WYTT
- Emporia, Virginia; United States;
- Broadcast area: Emporia, Virginia Greensville County, Virginia
- Frequency: 99.5 MHz
- Branding: "99.5 & 105.9 Jamz"

Programming
- Format: Urban adult contemporary

Ownership
- Owner: John Byrne; (Byrne Acquisition Group, LLC);
- Sister stations: WDLZ, WPTM, WSMY, WTRG, WWDR, WWDW

History
- First air date: 2003

Technical information
- Licensing authority: FCC
- Facility ID: 78379
- Class: A
- ERP: 1,270 watts
- HAAT: 152.7 meters
- Transmitter coordinates: 36°39′20.0″N 77°34′22.0″W﻿ / ﻿36.655556°N 77.572778°W
- Repeater: 1080 WWDR (Murfreesboro)

Links
- Public license information: Public file; LMS;
- Webcast: WYTT Webstream
- Website: WYTT Online

= WYTT =

WYTT is an urban adult contemporary formatted broadcast radio station licensed to Emporia, Virginia, serving Emporia and Greensville County, Virginia. WYTT is owned and operated by John Byrne, through licensee Byrne Acquisition Group, LLC. WYTT is simulcast on translator W290DE 105.9 in Murfreesboro, North Carolina.

==History==
WYTT signed on in 2002 and changed calls to WLGQ the following year.

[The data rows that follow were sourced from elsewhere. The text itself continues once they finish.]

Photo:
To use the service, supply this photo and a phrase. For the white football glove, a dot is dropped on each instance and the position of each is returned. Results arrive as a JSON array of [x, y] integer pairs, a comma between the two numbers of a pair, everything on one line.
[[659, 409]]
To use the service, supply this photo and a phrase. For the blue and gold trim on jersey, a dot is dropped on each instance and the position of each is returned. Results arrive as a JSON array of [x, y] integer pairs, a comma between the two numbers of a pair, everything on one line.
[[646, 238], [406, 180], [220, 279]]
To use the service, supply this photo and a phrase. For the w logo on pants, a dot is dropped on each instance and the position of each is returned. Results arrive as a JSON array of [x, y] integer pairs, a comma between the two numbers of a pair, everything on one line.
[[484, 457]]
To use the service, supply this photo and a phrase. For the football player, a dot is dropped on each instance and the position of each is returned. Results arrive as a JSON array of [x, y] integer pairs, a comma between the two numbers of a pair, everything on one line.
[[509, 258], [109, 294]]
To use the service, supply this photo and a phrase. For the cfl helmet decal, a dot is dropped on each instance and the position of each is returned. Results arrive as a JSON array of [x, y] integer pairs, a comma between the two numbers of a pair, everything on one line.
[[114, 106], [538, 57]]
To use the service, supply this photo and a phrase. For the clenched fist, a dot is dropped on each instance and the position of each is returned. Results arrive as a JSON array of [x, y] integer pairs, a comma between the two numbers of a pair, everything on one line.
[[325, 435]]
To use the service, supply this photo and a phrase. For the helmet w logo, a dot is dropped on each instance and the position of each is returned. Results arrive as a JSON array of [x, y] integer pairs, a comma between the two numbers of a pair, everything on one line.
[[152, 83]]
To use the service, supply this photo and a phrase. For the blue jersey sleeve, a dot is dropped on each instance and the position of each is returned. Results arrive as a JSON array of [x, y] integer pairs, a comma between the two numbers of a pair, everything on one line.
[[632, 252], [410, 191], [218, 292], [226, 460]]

It returned to the WYTT calls in 2005.

Former logo

==Ownership==
In June 2003, then-WLGQ was sold to First Media by MainQuad Communications Inc. as part of a nine station deal with a total sale price of $11.35 million.

Effective December 20, 2019, Byrne Acquisition Group acquired WYTT, six sister stations, and two translators from First Media for $3.4 million.